Excitement over the first official All Blacks Test in the Pacific may have died down, but the old issue of player eligibility has cropped up.
The Test between Manu Samoa and the All Blacks raised, once again, questions over the International Rugby Board (IRB) rules which mean players who have played for one country have to stand down from international rugby for three years before they can play for another.
All Blacks great Michael Jones said the IRB needed to relax the rule for the greater good of the game and take a more global view for the good of all.
It was an issue not just for the Pacific but for small European counties such as Georgia and Romania, whose players often represented countries such as France, he said.
"That is always their raison d'etre and their philosophy and their mission statement is all about building a global game. Part of that is making sure that second tier teams, in particular, can be more competitive for first tier teams.
"It's not just about evening the playing field ... it intensifies the aspirations and the dreams of the younger guys.
"If Jerry Collins [had been] able to come back ... just imagine what that would do for an aspiring, young Samoan rugby player. It would be very powerful."
The late Jerry Collins, who was killed with partner Alana Madill in a car crash in France last month, was the perfect example of a player who wanted to give back to the country of his birth but who had been stymied by the rules, Jones said.
"He had done his time with the All Blacks but he could have potentially offered something to the Samoans - he was born there.
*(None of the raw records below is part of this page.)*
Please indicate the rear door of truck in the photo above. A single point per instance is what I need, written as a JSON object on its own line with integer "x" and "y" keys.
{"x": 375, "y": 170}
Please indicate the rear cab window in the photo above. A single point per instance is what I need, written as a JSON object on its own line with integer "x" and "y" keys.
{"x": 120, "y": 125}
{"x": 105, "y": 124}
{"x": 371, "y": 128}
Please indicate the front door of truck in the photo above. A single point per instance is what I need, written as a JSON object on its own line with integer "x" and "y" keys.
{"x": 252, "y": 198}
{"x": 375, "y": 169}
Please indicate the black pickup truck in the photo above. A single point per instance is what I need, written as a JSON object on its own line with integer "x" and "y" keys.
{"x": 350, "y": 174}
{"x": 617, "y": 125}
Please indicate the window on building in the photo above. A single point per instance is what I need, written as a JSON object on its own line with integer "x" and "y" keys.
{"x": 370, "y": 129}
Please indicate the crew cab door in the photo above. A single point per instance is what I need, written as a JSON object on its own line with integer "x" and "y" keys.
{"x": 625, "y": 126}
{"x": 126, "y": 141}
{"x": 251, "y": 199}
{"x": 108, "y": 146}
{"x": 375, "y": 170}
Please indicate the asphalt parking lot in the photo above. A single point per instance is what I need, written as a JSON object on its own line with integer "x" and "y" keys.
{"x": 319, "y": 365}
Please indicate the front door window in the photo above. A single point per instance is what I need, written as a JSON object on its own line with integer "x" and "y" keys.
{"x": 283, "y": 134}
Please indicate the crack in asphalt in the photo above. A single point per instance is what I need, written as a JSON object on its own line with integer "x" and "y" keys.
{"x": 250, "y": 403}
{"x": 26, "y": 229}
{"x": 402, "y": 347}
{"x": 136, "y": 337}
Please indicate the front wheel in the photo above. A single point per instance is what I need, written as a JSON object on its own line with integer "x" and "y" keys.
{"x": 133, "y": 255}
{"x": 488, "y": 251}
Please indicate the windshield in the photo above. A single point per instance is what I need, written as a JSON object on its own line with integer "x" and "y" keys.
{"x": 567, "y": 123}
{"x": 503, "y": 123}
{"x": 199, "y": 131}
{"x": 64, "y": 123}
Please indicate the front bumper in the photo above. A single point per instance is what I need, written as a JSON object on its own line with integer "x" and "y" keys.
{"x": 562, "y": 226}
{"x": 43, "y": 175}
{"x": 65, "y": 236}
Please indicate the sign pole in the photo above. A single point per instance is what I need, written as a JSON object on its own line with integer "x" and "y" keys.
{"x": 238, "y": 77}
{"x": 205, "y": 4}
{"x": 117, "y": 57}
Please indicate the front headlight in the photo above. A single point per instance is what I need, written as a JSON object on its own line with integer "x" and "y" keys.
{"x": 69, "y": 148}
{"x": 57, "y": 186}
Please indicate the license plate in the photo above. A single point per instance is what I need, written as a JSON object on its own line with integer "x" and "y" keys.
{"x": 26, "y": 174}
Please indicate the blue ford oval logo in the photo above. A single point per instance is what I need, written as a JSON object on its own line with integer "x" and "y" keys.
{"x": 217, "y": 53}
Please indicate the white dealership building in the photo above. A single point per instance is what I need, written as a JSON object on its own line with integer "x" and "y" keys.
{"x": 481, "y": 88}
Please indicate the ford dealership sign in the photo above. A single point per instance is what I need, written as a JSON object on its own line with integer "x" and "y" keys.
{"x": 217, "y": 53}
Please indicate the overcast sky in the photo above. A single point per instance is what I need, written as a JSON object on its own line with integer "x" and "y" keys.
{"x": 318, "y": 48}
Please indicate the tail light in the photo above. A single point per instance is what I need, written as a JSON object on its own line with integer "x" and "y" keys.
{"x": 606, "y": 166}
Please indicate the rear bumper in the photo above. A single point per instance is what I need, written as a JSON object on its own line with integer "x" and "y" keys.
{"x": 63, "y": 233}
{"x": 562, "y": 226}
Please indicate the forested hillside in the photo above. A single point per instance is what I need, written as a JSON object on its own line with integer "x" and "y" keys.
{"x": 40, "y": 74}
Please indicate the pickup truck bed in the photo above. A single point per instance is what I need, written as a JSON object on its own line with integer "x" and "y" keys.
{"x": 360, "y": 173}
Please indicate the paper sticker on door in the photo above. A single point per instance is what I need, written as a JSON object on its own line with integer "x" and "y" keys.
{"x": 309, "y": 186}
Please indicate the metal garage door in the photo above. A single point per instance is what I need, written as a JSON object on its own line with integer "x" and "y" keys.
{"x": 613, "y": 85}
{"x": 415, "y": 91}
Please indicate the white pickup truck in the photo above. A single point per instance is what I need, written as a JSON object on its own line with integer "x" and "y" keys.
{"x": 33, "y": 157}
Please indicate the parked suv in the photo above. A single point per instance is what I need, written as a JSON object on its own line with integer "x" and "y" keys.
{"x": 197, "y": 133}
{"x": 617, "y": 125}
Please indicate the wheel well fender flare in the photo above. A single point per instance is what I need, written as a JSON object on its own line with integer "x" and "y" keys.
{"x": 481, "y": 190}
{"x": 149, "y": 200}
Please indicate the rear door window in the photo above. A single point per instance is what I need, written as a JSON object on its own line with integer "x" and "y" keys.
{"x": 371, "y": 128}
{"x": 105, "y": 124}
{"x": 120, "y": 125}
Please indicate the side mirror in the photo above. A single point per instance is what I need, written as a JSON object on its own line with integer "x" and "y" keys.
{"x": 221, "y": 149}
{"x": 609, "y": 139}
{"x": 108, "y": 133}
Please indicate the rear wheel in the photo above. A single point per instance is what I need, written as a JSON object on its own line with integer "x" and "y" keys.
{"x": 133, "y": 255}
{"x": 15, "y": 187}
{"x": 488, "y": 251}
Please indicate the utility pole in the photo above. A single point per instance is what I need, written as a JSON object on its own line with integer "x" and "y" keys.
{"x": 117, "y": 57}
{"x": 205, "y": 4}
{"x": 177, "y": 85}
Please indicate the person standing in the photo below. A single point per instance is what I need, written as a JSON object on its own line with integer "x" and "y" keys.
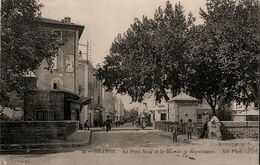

"I think if it's about going back from tier one to tier two, that's when it's probably more palatable, and there should be some flexibility built into the system so there's some mechanisms that allow for that."
Manu Samoa co-coach Alama Ieremia said part of being Samoan was about giving, and that many Samoan players wanted to give back to home their home country which had helped their international career.
"A lot of the Samoan players that have gone on to represent the All Blacks and are doing very well overseas in Europe and France," he said.
"There are a lot of players that want to come back and give their service to the islands, purely because obviously the connection and wanting to give back to a country that's helped their careers."
Samoan Prime Minister and Samoa Rugby Union chairman Tuilaepa Sailele Malielegaoi shared Jones' and Ieremia's sentiments, saying countries were inward looking and interested only in themselves.
"But in the interest of spreading the sport, the only way to do that in order to equalise the talent and spread it fairly would be to loosen up the question of eligibility, to permit Samoan boys, Tongan boys, Fijian boys to go and play for their national teams when they are not selected to play for the All Blacks," he said.
New Zealand Rugby Union chief executive Steve Tew said he believed players should be able to have a "second chance" at international rugby.
He believed it was effectively happening for some players, who could become eligible to play rugby for another nation if they were selected to play Olympics sevens rugby for that country.
"But we're not a majority voice inside world rugby and all these decisions have to be taken into account across the game at a global level rather than just what's going on in Oceania, so we've fought that battle but in the end we've accepted that we haven't been able to convince enough of the others to get there," Tew said.
"No doubt it'll be debated again at some stage."